AssertionError: Dataset name already exists

In [6]:
storage.del_dataset('test_dataset') # delete dataset

In [7]:
storage.add_dataset('docs/test_dataset.csv', 'test_dataset')

In [8]:
storage.add_dataset('docs/test_dataset.csv', 'benchmark_dataset', is_benchmark=True) # mark dataset as a benchmark

### General Pipeline fitting

In [9]:
from docQA.pipelines import Pipeline, TranslatorPipeline, RetrieverPipeline, RankerPipeline, CatboostPipeline

pipe = Pipeline(storage)

In [10]:
pipe.add_node(TranslatorPipeline, name='translator', is_technical=True, demo_only=True, num_beams=15)
pipe.add_node(RetrieverPipeline, name='retriever')
pipe.add_node(RankerPipeline, name='ranker')
pipe.add_node(CatboostPipeline, name='catboost')

In [11]:
pipe.fit()

Fine tuning retriever:   0%|          | 0/20 [00:00<?, ?it/s]

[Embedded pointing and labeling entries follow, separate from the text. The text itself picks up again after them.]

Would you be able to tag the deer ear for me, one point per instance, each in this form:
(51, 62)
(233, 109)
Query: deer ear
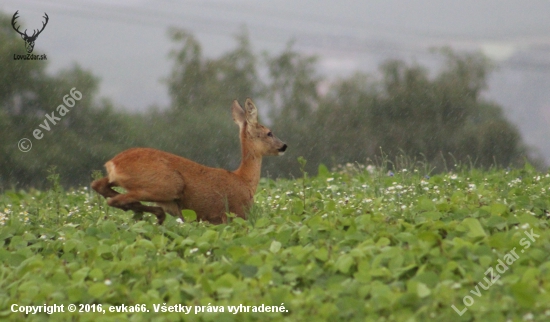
(251, 112)
(238, 114)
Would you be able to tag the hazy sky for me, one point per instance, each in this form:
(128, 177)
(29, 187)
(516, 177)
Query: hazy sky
(125, 43)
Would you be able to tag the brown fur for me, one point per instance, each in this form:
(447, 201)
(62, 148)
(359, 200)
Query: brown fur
(175, 183)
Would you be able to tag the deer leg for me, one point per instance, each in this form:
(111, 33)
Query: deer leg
(172, 208)
(130, 201)
(104, 187)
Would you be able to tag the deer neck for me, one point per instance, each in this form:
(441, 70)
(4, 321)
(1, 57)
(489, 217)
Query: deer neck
(250, 167)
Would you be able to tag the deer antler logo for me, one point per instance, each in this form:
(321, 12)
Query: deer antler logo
(29, 40)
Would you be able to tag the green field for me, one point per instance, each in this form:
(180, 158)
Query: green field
(357, 244)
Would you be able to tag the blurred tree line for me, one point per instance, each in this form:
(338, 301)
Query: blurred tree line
(441, 119)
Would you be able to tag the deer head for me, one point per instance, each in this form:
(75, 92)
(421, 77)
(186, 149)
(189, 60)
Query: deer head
(29, 40)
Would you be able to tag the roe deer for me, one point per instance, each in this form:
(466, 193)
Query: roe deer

Fine tuning ranker:   0%|          | 0/20 [00:00<?, ?it/s]

Fine tuning catboost:   0%|          | 0/1 [00:00<?, ?it/s]

In [12]:
text_input = 'Какое определение персональных данных?'

pipe(text_input)

[{'input': 'Какое определение персональных данных?',
  'output': {'answers': [{'answer': '1) персональные данные - любая информация, относящаяся к прямо или косвенно определенному или определяемому физическому лицу (субъекту персональных данных);',
     'total_score': 0.7079729821886714,
     'scores': {'retriever_cos_sim': 0.8394578099250793,
      'ranker_cos_sim': 0.9055840373039246,
      'catboost_proba': 0.3788770993370103}},
    {'answer': '3) предполагаемые пользователи персональных данных;',
     'total_score': 0.5114594604118877,
     'scores': {'retriever_cos_sim': 0.6962785720825195,
      'ranker_cos_sim': 0.7411357164382935,
      'catboost_proba': 0.09696409271485039}},
    {'answer': '6) предоставление персональных данных - действия, направленные на раскрытие персональных данных определенному лицу или определенному кругу лиц;',
     'total_score': 0.5099472115635625,
     'scores': {'retriever_cos_sim': 0.5751959085464478,
      'ranker_cos_sim': 0.7452040314674377,
   

In [13]:
storage.del_dataset('test_dataset')
storage.del_dataset('benchmark_dataset')